孪生诱发塑性钢因其具有高强度和高塑性,在膨胀管技术的应用中拥有巨大的潜力。在目前孪生诱发塑性钢的基础上,结合单一井径膨胀管对材料性能的特殊要求,借助于TWIP钢的层错能热力学计算,优化设计了四种TWIP钢,其化学成分为(wt%)C:0.1-0.3%,Mn:25%,Cr:4-10%,Ni:2%,A1:2%,Si:1%,Mo:0.5%;并利用万能材料试验机、OM、XRD、SEM、TEM及EDS等现代实验分析手段,对所设计试制钢材的力学性能和防腐性能进行了检测分析。分析了包括热轧、冷轧和固溶等加工工艺、形变温度和应变速率对性能组织的影响,最后在实验的基础上,建立了温加工条件下的TWIP钢的本构方程。利用有限元软件模拟计算了所研制膨胀管的膨胀过程,对TWIP钢的加工硬化机理进行了探讨。
所研制钢的加工工艺对组织性能的影响研究表明,采用真空冶炼,热轧后固溶处理是一条合理的加工工艺路线。热轧采用多道次小压下量方式,单道次压下量小于20%,初轧温度为1050-1150℃,终轧温度为800℃;采用950-1050℃加热保温半小时淬水固溶处理工艺,材料性能达到屈服强度350-400 MPa,抗拉强度650-800 MPa,断后延伸率50%-70%,强塑积50000MPa%,加工硬化指数高达0.56。

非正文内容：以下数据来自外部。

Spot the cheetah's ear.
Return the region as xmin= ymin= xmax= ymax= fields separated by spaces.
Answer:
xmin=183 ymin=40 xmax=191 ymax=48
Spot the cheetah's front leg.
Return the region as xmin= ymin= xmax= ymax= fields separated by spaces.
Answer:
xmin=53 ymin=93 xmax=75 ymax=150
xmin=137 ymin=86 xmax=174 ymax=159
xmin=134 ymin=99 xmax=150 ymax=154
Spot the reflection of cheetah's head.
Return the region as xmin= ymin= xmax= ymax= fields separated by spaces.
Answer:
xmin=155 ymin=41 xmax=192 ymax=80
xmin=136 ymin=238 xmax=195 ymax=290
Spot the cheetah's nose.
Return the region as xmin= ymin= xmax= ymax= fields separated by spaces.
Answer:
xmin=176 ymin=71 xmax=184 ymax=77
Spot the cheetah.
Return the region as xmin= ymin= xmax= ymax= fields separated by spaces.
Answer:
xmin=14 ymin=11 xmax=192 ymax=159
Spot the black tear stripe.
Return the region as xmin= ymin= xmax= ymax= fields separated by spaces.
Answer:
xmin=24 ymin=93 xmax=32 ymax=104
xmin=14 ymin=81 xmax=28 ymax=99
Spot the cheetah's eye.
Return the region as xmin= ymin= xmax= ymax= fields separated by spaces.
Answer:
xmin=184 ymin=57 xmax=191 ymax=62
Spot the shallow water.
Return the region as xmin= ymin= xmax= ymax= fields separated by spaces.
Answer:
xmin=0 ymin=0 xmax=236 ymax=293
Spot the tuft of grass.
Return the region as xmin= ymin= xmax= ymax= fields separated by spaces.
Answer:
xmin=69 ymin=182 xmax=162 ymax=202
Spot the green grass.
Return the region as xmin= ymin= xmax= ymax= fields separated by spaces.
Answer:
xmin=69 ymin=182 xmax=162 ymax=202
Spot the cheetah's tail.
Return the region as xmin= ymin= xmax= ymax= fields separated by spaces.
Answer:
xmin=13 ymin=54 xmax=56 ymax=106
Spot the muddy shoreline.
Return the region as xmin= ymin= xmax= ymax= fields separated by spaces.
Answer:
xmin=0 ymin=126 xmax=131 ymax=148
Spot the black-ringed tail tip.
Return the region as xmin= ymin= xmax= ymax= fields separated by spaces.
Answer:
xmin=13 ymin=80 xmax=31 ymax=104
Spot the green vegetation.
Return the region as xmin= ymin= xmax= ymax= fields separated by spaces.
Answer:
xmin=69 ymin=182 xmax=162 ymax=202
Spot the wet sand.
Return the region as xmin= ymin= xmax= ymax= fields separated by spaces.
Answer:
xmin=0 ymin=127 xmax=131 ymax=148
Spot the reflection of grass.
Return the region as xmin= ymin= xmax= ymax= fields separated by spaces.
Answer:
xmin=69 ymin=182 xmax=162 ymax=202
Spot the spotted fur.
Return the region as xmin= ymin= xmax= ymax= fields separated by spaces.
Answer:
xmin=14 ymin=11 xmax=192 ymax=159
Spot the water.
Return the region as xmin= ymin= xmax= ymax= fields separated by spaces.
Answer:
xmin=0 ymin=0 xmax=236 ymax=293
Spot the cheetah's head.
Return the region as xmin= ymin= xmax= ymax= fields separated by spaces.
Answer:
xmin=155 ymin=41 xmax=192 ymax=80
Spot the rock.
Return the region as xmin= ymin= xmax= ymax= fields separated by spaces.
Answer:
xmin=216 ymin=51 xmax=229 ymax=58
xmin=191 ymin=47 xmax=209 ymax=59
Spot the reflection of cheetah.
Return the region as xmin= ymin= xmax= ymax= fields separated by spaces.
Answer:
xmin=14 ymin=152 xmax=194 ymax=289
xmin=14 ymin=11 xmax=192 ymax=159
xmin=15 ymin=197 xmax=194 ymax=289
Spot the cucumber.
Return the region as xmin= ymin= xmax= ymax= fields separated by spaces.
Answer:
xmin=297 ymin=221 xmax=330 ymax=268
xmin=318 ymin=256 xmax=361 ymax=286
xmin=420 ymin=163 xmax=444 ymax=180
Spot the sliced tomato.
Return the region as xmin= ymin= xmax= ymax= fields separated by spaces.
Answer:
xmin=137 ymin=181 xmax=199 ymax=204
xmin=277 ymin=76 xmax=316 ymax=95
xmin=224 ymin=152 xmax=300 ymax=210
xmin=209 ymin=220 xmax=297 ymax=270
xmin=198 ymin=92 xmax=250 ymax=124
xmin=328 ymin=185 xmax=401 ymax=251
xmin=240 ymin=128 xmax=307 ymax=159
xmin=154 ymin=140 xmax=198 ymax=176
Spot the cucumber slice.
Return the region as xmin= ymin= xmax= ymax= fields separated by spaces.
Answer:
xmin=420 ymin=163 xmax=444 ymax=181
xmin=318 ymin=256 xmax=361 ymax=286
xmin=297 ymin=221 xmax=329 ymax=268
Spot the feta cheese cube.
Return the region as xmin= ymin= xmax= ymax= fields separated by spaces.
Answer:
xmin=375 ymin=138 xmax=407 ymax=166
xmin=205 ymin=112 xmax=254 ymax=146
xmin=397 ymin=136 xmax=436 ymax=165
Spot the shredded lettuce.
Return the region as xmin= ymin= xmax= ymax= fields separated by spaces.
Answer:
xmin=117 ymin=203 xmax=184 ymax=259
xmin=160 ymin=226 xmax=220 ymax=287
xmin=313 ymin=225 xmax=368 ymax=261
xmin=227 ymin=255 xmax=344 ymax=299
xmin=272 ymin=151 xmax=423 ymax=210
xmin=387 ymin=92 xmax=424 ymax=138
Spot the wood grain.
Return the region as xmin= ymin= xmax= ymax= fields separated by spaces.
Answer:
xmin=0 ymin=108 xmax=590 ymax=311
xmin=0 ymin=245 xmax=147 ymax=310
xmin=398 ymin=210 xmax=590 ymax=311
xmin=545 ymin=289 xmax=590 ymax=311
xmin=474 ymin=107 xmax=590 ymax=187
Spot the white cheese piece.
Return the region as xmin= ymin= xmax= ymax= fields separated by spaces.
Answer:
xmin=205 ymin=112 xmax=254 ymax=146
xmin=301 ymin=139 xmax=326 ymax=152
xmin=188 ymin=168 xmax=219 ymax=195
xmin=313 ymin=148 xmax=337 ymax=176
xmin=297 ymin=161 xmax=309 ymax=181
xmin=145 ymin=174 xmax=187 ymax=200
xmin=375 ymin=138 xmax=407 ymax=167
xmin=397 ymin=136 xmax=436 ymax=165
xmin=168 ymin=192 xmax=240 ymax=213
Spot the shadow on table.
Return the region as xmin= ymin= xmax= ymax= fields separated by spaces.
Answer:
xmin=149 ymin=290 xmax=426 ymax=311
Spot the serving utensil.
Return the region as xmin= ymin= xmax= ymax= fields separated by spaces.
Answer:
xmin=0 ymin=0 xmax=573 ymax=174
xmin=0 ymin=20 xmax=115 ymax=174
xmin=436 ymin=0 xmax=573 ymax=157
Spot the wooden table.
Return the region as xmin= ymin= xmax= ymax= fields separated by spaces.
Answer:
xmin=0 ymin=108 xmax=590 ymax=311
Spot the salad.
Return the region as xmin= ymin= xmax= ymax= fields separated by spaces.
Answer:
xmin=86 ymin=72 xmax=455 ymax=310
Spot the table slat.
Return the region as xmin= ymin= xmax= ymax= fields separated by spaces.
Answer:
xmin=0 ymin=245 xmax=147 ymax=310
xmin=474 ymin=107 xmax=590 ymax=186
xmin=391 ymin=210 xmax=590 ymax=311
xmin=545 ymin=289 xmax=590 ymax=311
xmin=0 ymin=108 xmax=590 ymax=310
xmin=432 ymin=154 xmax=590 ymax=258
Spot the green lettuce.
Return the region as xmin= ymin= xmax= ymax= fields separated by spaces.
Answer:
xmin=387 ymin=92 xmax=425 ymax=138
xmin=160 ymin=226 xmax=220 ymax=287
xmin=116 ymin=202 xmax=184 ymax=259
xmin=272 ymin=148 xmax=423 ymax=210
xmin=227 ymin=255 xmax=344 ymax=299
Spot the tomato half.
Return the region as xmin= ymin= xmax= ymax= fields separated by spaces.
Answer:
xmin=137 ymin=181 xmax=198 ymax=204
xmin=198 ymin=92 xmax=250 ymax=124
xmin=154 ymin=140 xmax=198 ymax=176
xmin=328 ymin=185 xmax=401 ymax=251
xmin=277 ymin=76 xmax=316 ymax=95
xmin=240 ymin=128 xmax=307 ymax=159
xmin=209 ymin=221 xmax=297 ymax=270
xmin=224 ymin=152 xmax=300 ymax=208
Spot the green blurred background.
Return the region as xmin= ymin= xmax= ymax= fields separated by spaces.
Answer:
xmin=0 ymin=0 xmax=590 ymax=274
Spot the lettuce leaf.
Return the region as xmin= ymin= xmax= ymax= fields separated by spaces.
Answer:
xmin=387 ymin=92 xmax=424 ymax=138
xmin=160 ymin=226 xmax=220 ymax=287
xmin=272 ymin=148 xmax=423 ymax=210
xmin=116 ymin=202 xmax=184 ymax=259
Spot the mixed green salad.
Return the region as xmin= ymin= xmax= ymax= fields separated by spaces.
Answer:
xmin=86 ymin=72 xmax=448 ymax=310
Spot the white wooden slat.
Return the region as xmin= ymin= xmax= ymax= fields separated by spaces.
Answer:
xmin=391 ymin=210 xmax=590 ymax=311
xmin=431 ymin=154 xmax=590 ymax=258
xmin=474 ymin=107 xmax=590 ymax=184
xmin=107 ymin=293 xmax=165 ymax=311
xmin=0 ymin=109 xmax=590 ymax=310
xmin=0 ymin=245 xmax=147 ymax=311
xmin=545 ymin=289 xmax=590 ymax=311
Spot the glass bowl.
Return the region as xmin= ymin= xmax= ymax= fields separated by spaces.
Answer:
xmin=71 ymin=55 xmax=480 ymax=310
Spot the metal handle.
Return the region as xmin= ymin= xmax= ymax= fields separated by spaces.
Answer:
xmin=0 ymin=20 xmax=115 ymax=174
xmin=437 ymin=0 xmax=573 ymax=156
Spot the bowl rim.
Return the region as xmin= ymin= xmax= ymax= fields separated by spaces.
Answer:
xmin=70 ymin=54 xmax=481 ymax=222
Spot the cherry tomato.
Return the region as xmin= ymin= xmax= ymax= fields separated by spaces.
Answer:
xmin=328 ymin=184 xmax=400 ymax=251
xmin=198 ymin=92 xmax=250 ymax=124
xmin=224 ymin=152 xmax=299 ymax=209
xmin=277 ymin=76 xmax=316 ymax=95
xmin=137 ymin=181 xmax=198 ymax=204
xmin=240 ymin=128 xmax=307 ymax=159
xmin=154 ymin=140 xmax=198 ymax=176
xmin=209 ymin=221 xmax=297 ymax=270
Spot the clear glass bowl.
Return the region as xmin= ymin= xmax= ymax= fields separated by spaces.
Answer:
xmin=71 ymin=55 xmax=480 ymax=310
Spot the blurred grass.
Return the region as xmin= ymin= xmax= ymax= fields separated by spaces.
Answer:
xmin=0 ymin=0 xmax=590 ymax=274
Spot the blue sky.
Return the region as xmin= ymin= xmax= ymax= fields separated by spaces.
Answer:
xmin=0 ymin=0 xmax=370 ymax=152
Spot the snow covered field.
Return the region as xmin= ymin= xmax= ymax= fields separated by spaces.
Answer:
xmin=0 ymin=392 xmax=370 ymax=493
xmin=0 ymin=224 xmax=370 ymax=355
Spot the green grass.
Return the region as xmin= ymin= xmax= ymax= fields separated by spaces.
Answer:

所研制钢的拉伸试验数据显示,形变温度和应变速率对材料的屈服强度、抗拉强度和延伸率具有较大的影响。在25-300℃的范围内,随着形变温度升高,无论是热轧态、冷轧态还是固溶态,所研制材料的强度和延伸率都逐渐降低。原因可能是温度升高,材料的层错能升高,形变机制由孪生为主变为以滑移为主。在4.2×10-4-6.3×10-3/s速率区间,伴随着应变速率的加快,材料的强度和延伸率都逐渐降低,可能由于应变速率提高,位错运动受限,形变孪晶不易形成所致。
在金属材料电化学工作站对材料的耐蚀性进行了测试分析显示所研制钢材经固溶处理后抗腐蚀性能优良,形变后抗腐蚀性能有所降低,Cr和Ni元素的加入有助于提高抗腐蚀性能,腐蚀的力学化学效应是形变后抗腐蚀性能降低的主要原因。
利用有限元仿真方式模拟大膨胀率膨胀管的膨胀过程,得到了与在井下温度场条件下动态拉伸试验相近的结果。
基于公理设计理论,对所研制材料的硬化机理进行梳理和探讨,发现材料成分中Mn的大量存在是产生孪生诱发塑性的基础,C-Mn等原子团的存在提高了基体的固溶强化效果。
综上所述,所研制的TWIP钢适合于制备大膨胀率膨胀套管,这种高性能套管的产生将为单一井径大膨胀率膨胀套管技术的实施和推广提供必要的物质条件。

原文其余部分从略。